“O progresso consiste na mudança”

Miguel de Unamuno

A frase, contundente e redonda como um postulado científico, resume na linguagem direta do grande escritor espanhol que viveu a cavalo entre os séculos XIX e XX, toda uma filosofia de vida. Não deixa uma brecha para introduzir a menor das perguntas: aceita-se ou nega-se.
E é um facto curioso que as asseverações mais absolutas partam, no geral, de pensadores que apresentaram características liberais. Vale a pena determo-nos nisto.
Os exemplos são inúmeros, mas tomemos alguns.
Numa data tão longínqua como os séculos XII-XIII, os “Fraticelli” assolam a Europa central e especialmente o norte de Itália, convertidos em hordas de barbáricos fanáticos inicialmente propulsados pela liberalidade de São Francisco de Assis. Savonarola, o mesmo: de tão liberal e oposto a toda a norma, inspirava nas multidões uma ânsia orgiástica de destruição de obras de arte e de livros, para chegar até a lapidar quem não participava nas suas fúrias sagradas.
Mas é no século XV que o que hoje poderíamos chamar “liberalismo” se afiança e toma corpo, apoiando-se na razão. A razão é concebida então como superior a todos os seres e coisas, com um dinamismo próprio que conduz a uma visão do mundo sem conteúdos nem diferenças intrínsecas. Frente à razão não valem autoridades, alturas nem valores. Em nome da razão chegam-se a conceber irracionalidades que contradizem a razão em si e a simples experiência vital. Por exemplo, se um amor não é razoável e raciocinado, não é amor. Séculos depois erguer-se-ia contra tais conceções o Romantismo.
Nasce o conceito da individualidade e do nominalismo, no extremo do qual se nega toda a relação entre os indivíduos, como se fosse obra artificial e perniciosa. Assim, o mundo nominalista passará a ser algo carente de todo o sentido ético e metafísico. A moral só receberá loas quanto à sua etimologia exotérica de “conjunto de costumes úteis”.

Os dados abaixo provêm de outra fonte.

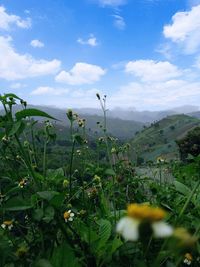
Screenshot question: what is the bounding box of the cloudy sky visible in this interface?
[1,0,200,110]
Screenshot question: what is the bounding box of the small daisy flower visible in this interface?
[1,220,13,230]
[78,119,85,127]
[2,135,9,143]
[63,210,75,222]
[86,187,98,199]
[116,203,173,241]
[78,209,87,217]
[184,253,193,265]
[92,175,102,187]
[156,157,165,163]
[18,178,28,188]
[98,137,104,143]
[76,149,81,156]
[111,147,117,154]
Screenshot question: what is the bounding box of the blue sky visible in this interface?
[1,0,200,110]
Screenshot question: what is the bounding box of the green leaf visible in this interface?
[8,120,25,136]
[97,219,111,248]
[73,134,84,145]
[110,237,123,254]
[174,181,191,196]
[4,197,32,211]
[47,168,65,181]
[50,193,65,208]
[3,93,23,101]
[37,191,59,201]
[105,168,116,176]
[33,208,44,221]
[34,259,53,267]
[15,108,57,121]
[43,206,55,223]
[51,243,80,267]
[75,221,98,244]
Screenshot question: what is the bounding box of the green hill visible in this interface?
[130,114,200,162]
[0,105,144,140]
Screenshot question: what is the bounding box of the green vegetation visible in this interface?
[130,114,200,163]
[0,93,200,267]
[176,126,200,162]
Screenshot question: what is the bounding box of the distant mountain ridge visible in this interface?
[0,104,143,140]
[1,104,199,140]
[73,105,200,123]
[1,104,199,123]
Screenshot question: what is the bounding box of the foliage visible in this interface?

Úteis para quem? Desde logo, para o indivíduo, pois a própria Sociedade – e que dizer do Estado – é causa de todo o infortúnio.

Com o correr do tempo, a partir do cartesianismo, a única realidade concebível será a dúvida e esta dará aval à própria existência.

Com mais vontade de cientificismo que ciência verdadeira, concebe-se o Universo e o Homem como frutos da casualidade, pois forja-se o paradoxo de que a razão, que tudo abarca e justifica, é ultimadamente filha da sem-razão, como Urano o foi do Caos. Mas na nova versão de interpretação deste enigma filho dos Mistérios, já não há capacidade de aprofundar e uma angústia subconsciente vai abrir os leitos da violência.

Afresco de Giorgio Vasari e Cristofano Gherardi (ca. 1560), A Castração de Urano. Domínio Público

Em nome da liberdade forjam-se os mitos dos iluministas e a teoria do bom selvagem. Quem não estava de acordo com isto era um retrógrado, e assim, não tardarão em rolar as cabeças, coroadas ou não, ante o altar da paz. Uns gritam: “Enforcaremos o último rei com as tripas do último padre”, e outros escrevem: “A religião é o ópio dos povos”.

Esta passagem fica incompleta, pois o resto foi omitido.